# azreal blue vs cornflower



## ilovexnerdsx (Jan 13, 2007)

ive been wanting cornflower, but my counter doesnt carry it. ive been debating ordering it but i have azreal blue and first i want to see how different they are. 

TIA!


----------



## yumin1988 (Jan 14, 2007)

Erm... I think these 2 are different in terms of colour.

Cornpepper is silvery purple in colour whereas azreal blue is more of a silverish blue. 

Erm... I think these 2 are different in terms of colour.

Cornpepper is silvery purple in colour whereas azreal blue is more of a silverish blue. 
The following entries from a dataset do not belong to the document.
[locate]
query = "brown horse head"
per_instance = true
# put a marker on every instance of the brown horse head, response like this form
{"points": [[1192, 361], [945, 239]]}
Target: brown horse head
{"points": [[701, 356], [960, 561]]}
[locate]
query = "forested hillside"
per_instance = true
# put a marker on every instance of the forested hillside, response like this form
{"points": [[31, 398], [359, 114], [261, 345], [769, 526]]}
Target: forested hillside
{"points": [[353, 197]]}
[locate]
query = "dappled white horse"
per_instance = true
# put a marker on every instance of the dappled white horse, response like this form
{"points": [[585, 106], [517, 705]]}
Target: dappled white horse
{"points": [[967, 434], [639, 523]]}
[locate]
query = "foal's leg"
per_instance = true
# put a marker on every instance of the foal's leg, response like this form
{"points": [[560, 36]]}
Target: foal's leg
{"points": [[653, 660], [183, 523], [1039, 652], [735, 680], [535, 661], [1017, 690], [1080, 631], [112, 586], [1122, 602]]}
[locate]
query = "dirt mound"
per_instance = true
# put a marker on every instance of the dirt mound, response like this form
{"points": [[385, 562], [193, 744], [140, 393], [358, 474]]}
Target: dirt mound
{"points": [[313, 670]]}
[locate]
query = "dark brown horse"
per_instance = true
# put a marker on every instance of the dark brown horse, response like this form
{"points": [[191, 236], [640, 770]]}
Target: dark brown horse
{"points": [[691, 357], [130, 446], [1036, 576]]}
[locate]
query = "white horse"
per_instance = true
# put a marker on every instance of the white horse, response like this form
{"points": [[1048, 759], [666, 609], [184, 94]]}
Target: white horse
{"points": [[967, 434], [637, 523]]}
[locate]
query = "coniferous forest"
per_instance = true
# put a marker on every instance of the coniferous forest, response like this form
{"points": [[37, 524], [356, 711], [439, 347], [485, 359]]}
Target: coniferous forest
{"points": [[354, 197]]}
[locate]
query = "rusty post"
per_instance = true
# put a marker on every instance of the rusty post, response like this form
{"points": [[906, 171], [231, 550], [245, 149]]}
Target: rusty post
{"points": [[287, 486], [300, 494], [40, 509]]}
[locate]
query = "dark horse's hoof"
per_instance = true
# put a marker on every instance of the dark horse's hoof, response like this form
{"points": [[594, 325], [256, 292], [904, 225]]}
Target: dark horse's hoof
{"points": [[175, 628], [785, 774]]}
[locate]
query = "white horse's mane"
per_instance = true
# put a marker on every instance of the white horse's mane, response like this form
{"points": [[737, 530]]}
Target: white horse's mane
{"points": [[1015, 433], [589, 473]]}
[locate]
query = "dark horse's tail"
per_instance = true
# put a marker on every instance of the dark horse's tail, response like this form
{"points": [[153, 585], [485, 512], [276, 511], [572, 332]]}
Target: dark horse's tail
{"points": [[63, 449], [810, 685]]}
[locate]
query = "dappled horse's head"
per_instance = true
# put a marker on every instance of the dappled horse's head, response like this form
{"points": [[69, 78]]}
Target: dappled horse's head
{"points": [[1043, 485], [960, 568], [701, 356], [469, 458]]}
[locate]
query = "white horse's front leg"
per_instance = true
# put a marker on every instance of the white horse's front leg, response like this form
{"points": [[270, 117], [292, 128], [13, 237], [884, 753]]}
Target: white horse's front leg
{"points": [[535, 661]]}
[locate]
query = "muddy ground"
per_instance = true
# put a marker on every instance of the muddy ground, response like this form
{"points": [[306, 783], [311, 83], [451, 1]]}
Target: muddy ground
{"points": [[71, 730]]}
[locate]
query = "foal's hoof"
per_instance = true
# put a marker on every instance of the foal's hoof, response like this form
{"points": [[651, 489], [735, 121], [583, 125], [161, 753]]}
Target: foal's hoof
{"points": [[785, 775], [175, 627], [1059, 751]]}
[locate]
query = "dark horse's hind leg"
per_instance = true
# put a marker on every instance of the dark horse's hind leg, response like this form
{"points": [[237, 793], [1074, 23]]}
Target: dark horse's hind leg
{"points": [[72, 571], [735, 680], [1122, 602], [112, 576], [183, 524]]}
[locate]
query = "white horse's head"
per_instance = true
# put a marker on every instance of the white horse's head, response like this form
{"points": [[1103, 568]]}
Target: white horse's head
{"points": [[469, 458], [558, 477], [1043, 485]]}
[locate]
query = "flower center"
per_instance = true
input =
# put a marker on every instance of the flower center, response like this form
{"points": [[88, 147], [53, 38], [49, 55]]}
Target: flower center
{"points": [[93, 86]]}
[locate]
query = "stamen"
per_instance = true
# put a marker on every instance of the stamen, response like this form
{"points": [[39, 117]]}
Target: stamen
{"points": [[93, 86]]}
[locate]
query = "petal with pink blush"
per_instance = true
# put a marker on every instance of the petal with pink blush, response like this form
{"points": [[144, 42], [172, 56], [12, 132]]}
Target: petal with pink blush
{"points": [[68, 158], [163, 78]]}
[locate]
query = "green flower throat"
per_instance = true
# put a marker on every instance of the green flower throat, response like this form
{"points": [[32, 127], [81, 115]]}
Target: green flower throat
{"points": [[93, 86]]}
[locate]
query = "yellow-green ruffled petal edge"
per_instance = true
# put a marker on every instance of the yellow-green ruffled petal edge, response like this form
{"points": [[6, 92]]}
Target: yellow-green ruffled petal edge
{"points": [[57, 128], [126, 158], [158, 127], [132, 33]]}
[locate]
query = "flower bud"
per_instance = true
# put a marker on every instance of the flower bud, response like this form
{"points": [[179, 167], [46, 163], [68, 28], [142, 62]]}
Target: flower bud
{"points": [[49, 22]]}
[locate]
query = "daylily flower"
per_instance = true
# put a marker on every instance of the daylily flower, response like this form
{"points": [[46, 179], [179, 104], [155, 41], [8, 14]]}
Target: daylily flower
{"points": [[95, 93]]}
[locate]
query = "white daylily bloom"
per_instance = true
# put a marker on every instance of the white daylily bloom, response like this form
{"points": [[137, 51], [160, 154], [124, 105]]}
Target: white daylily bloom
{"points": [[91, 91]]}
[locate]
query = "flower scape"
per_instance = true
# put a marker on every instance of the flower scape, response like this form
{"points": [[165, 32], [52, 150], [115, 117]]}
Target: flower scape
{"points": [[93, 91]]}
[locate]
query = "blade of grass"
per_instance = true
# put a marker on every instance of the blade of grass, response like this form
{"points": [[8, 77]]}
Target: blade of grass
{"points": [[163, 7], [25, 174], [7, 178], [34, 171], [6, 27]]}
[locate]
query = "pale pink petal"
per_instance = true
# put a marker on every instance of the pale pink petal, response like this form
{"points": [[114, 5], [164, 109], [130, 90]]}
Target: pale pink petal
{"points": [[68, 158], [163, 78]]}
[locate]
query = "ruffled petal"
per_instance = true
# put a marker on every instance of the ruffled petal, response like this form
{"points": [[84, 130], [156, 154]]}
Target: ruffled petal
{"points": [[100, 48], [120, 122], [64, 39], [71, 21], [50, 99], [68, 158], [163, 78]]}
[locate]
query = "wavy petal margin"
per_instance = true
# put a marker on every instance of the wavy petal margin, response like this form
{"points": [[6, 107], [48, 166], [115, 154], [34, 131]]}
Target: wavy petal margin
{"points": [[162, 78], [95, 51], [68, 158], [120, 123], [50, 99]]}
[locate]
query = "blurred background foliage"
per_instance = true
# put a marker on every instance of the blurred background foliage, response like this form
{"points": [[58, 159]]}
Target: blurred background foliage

   Cornpepper on left and azreal blue on right on a NC30 

Hope this helps...


----------



## pumpkincat210 (Jan 14, 2007)

Cornflower is more purply and of a totally different texture than azrael blue.   Cornflower has a chunkier consistency, like rose.   Azrael Blue is like violet, vanilla, tan.   They are not the same color AT ALL.  Azrael Blue is a very pale blue.  In some fotds on my computer it almost looks silver.


----------



## ilovexnerdsx (Jan 14, 2007)

thank you ladies so much! i definitely will be ordering cornflower asap, it looks so pretty.


----------



## yumin1988 (Jan 17, 2007)

my pleasure~~!


----------



## tabegohan (Jan 27, 2007)

azreal blue is quite pretty actually! thank you for sharing this


----------